The key implication: your MassSpec labnumbers survive the migration intact. Analysts can continue using them as identifiers. The difference is that in Pychron they are stored as the position identifier within a named irradiation level, rather than as a foreign key into a monolithic sample table.
The Critical Gap: Raw Data Is Not Importable
MassSpec stores raw integration signals as binary blobs in PeakTimeTable.PeakTimeBlob. There is no tool in Pychron — and no planned tool — that converts these blobs into Pychron acquisition JSON files. This is the fundamental constraint that shapes every migration decision:
Historical analyses can be imported with their MassSpec reduction results frozen as fixed values. They cannot be re-reduced from first principles in Pychron.
MassSpecReducedNode imports the outputs of MassSpec's reduction (intercepts, blanks, baselines, IC factors) and writes them as frozen constants into the Pychron DVC JSON structure.

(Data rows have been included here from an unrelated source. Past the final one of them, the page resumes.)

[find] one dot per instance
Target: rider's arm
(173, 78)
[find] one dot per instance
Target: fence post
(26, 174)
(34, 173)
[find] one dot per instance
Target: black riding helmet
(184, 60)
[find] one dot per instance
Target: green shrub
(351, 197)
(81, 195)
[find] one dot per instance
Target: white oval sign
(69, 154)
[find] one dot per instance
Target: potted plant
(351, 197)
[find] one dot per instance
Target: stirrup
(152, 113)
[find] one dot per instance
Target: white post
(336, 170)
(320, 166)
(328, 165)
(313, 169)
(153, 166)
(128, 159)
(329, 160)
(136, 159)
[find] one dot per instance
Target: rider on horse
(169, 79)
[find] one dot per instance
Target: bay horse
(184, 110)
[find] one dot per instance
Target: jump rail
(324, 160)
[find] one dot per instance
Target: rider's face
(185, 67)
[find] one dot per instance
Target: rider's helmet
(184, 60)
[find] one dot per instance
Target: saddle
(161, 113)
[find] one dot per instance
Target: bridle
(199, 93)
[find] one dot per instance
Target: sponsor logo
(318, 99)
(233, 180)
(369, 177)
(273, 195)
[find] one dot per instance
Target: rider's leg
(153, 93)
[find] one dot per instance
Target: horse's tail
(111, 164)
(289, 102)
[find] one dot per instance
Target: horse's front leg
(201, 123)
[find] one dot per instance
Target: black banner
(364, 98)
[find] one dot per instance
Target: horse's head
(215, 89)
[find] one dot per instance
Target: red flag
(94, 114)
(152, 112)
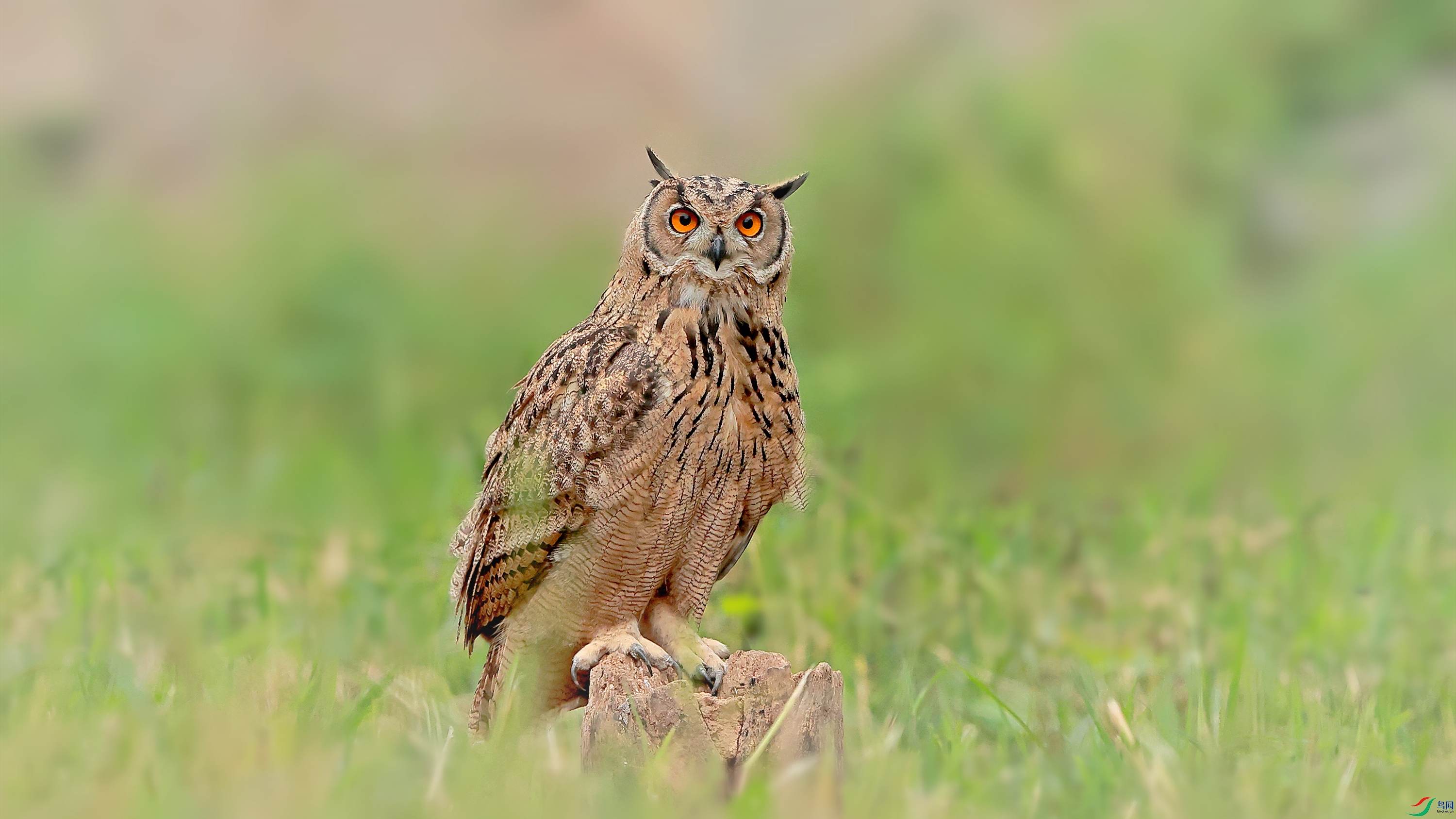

The Pychron pipeline can then compute ages from those frozen values, produce ideograms, and export age tables — but it cannot refit the isochrons from raw signals, because the raw signals are not present.
Option A — Frozen values (recommended for most labs)
Use MassSpecReducedNode to import historical analyses with their MassSpec reduction results preserved as fixed values. Pychron treats them as pre-reduced data: ages are computed from the imported intercepts and blanks, but IsoEvolutionNode and FitBlanksNode will not alter them without explicit action.
- Best for: labs that are satisfied with their existing MassSpec reductions, or that have published results they do not want to re-derive
- Result: full historical dataset available in Pychron for age calculations, plotting, and export immediately after import
- Limitation: not re-reducible from raw signals
Option B — Re-acquire from scratch (gold standard)
Treat the MassSpec database as a historical archive and run all future work natively in Pychron. Import irradiation structure and sample records from MassSpec, but do not attempt to import analysis data. New analyses are acquired in pyExperiment and reduced through the full Pychron pipeline.
- Best for: labs starting a new irradiation, labs with concerns about MassSpec reduction quality, or labs that want full Pychron reduction capability from day one
- Result: complete, re-reducible dataset for all analyses done in Pychron going forward
- Limitation: historical MassSpec analyses remain in the legacy database, not in Pychron
Most labs do both: Option A to archive the historical record in Pychron, Option B going forward. New irradiations are run entirely in Pychron; old irradiations are imported as frozen values for reference and publication.
See the Migration Guide for step-by-step instructions, tooling status, data transfer tables, and workflow differences.